Verkehr – Postwesen
In der Bahnpost
Die Gartenlaube • Oktober 1875
Die für jedermann leicht verständliche Bezeichnung: Bahnpost, Post auf der Bahn, ist erst vor kurzem an die Stelle des früheren Namens: ›Eisenbahnpostbureau‹, getreten. Die letztere Bezeichnung ist mithin einer jener Ausdrücke, mit welchen, als der Ausbreitung und Verallgemeinerung des Postinstituts zuwider, der Generalpostdirektor Stephan kurzen Prozess gemacht hat.
Um nun einen Blick in den Hergang und das rege Treiben in der Bahnpost zu tun, wolle der Leser mich auf einer Fahrt von Berlin nach Breslau, auf welcher Route ich mehrere Jahre hindurch den Bahnpostdienst versehen habe, im Postwagen begleiten, und zwar wählen wir den elf Uhr abends in Berlin abgehenden Kurierzug, auf welchem die meiste Korrespondenz zusammentrifft. Damit wir den Postwagen ungestört in Augenschein nehmen können, begeben wir uns schon gegen sieben Uhr in denselben, denn bald nachher findet sich bereits das Begleitungspersonal ein. Der Wagen besteht aus zwei Räumen; der erstere kleinere dient hauptsächlich für die Empfangnahme und Abgabe der Postsachen; der weit größere zweite Raum macht das eigentliche Expeditionszimmer aus und entspricht im Wesentlichen einem solchen bei einer Ortspostanstalt.

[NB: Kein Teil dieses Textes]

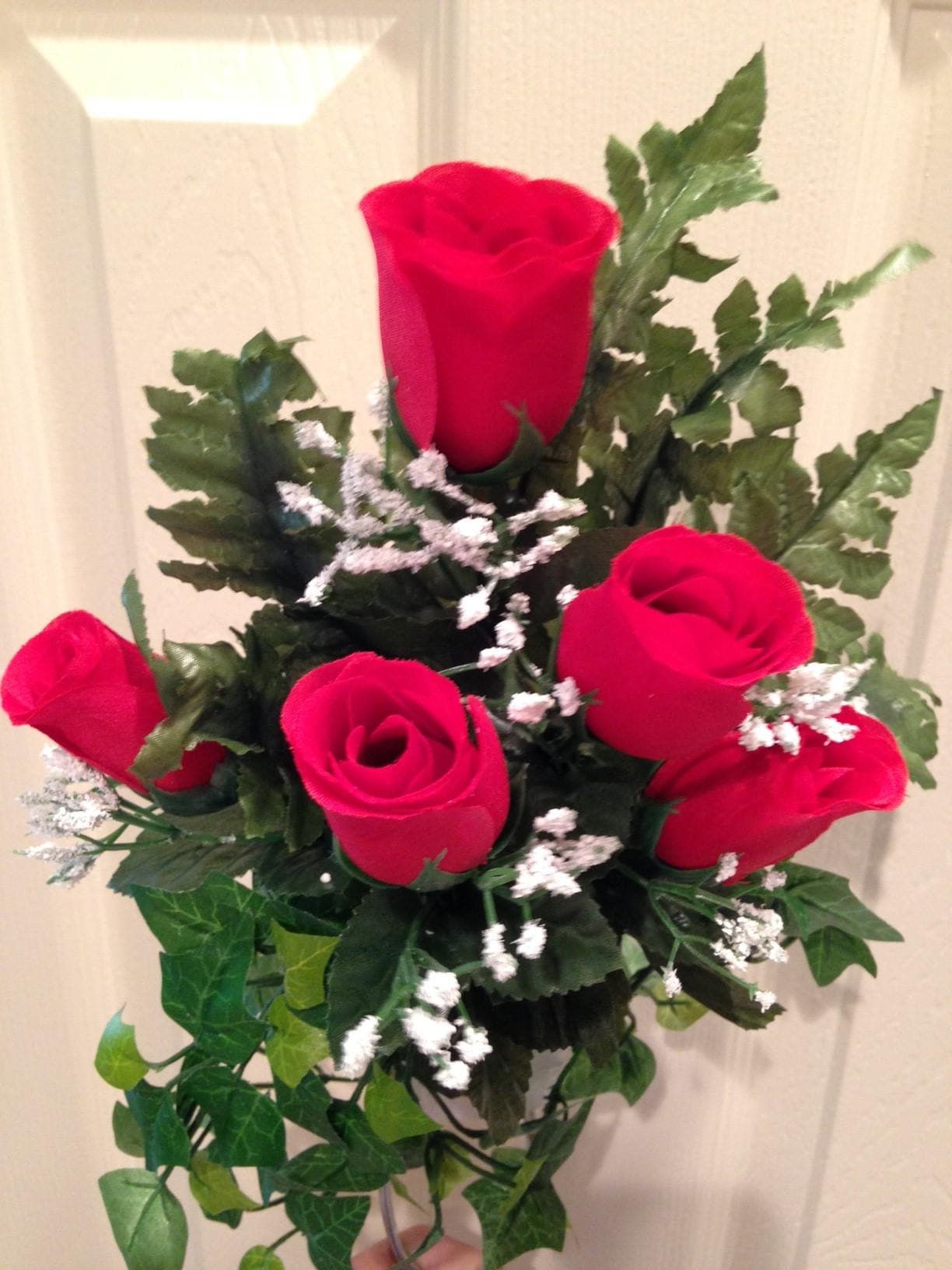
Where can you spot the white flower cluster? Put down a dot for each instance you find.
(814, 696)
(453, 1045)
(751, 932)
(554, 856)
(72, 799)
(530, 945)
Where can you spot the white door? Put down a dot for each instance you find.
(184, 174)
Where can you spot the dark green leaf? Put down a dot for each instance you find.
(498, 1087)
(829, 952)
(203, 992)
(248, 1127)
(537, 1222)
(118, 1059)
(148, 1222)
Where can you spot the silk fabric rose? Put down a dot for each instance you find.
(485, 303)
(92, 693)
(673, 638)
(765, 805)
(404, 767)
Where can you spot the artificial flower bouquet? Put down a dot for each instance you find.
(541, 699)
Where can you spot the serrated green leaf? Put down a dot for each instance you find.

Vor allem machen sich mehrere große Sortierspinde mit einer Anzahl von Fächern bemerklich; wir zählen deren gegen hundertfünfzig, ungerechnet die viel größeren Fachwerke am Boden des Wagens, welche zur Aufbewahrung der angefertigten Briefbunde dienen.
Zu beiden Seiten des Wagens, an einer Stelle, welche dem Blick des Sortierbeamten am meisten ausgesetzt ist, befindet sich je ein Briefkasten mit einer kleinen Glastür, so dass die hineingelegten Briefe sogleich bemerkt werden müssen. Ein in einer Ecke abgestellter eigentümlich konstruierter Ofen von Eisen strömt eine behagliche Wärme aus; ihm gegenüber ladet ein bequemer Eckstuhl zur süßen Ruhe ein, unter den hier obwaltenden Verhältnissen nicht ohne einen Anflug von Ironie. Die Erleuchtung des Wagens erfolgt durch Gas. Der Boden ist mit einem gegen Kälte von unten schützenden Teppich belegt. Im Ganzen macht der Wagen einen gemütlichen Eindruck. Das Begleitungspersonal besteht aus vier Beamten und zwei Unterbeamten. Dank der Humanität des Generalpostdirektors Stephan, welcher das straffe Uniformwesen auf das Allernötigste beschränkt hat, dürfen die Beamten die Fahrt in Zivilkleidern zurücklegen. Man muss wissen, was es heißt, zehn bis zwölf Stunden zur heißen Jahreszeit in einem so engen Raume auszuhalten und dabei in höchster Anstrengung arbeiten zu müssen, um jede anscheinend auch noch so geringe Erleichterung als eine Wohltat zu begrüßen.